Another study found that pan-frying beef liver resulted in greater losses of vitamin B12, folate and vitamin A compared to other cooking methods like boiling, simmering or stir-frying (34).

To maximize nutrition, consume a combination of raw and gently cooked beef liver.

How much liver should you eat?

Due to its extremely high vitamin A and copper content, it’s recommended to limit beef liver intake to avoid toxicity.

Most experts recommend restricting your intake of beef liver to once or twice per week at servings of around 2–3 ounces (50–100 grams).

Pregnant women and those with certain conditions like liver disease should be especially cautious with liver and limit intake to 2–3 ounces (50–100 grams) just 1–2 times per month (35).

Other organ meats to try

In addition to beef liver, other nutrient-dense organ meats can be enjoyed in moderation as part of a varied diet.

Some examples include:

  • Chicken liver: Also high in vitamin A, folate and copper.
  • Beef heart: Rich in selenium, zinc, iron and B vitamins.
  • Lamb kidneys: Contain high-quality protein, iron, selenium and B vitamins.
  • Beef tongue: High in protein with vitamin B12, zinc and selenium.

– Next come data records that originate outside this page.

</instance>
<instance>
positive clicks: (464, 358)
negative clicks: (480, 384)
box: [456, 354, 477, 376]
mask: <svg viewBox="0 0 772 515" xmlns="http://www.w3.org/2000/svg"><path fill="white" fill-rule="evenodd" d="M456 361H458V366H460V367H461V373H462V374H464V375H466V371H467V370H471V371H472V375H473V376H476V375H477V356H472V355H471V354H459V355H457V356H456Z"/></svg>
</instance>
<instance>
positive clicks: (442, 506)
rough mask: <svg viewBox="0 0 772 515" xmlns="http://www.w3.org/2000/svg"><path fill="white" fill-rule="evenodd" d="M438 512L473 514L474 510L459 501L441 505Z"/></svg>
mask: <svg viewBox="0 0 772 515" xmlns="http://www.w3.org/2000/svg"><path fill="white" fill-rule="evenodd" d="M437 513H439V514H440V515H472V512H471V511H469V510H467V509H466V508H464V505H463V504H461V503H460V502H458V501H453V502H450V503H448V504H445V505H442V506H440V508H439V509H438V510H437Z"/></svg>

Adding a variety of organ meats to your diet a few times a month provides an easy way to boost your nutritional intake.

Who should avoid raw beef liver?

The following groups should avoid consuming raw beef liver:

  • Pregnant and breastfeeding women, who are advised to avoid (or thoroughly cook) raw meat to prevent bacterial infections that may harm the developing fetus or infant (36).
  • People with a weakened immune system, such as the elderly, very young children and HIV patients, who are more susceptible to foodborne illnesses from raw meats (37).
  • Individuals taking the medication isotretinoin (Accutane) for acne, as very high vitamin A intakes can cause severe side effects (38).
  • Those with gout or a history of kidney stones, due to liver’s high purine content (39).
  • People with liver disease or hemocromatosis, who may need to limit copper and iron intake (40).

Additionally, anyone with an allergy or sensitivity to beef liver or other beef products should avoid consumption.

The bottom line

Raw beef liver is incredibly nutritious and provides high amounts of vitamins A, B12, B2, B3, folate and more, as well as useful minerals like iron, copper and zinc.

Consuming raw or lightly cooked beef liver offers the most nutritional value. However, those at risk of foodborne illness should always cook liver thoroughly.

While very nutritious, raw beef liver may also contain bacteria and be overly high in vitamin A and copper if consumed in large amounts.

For optimal health, include small amounts of raw or gently cooked beef liver as part of a varied and balanced diet 1–2 times per week.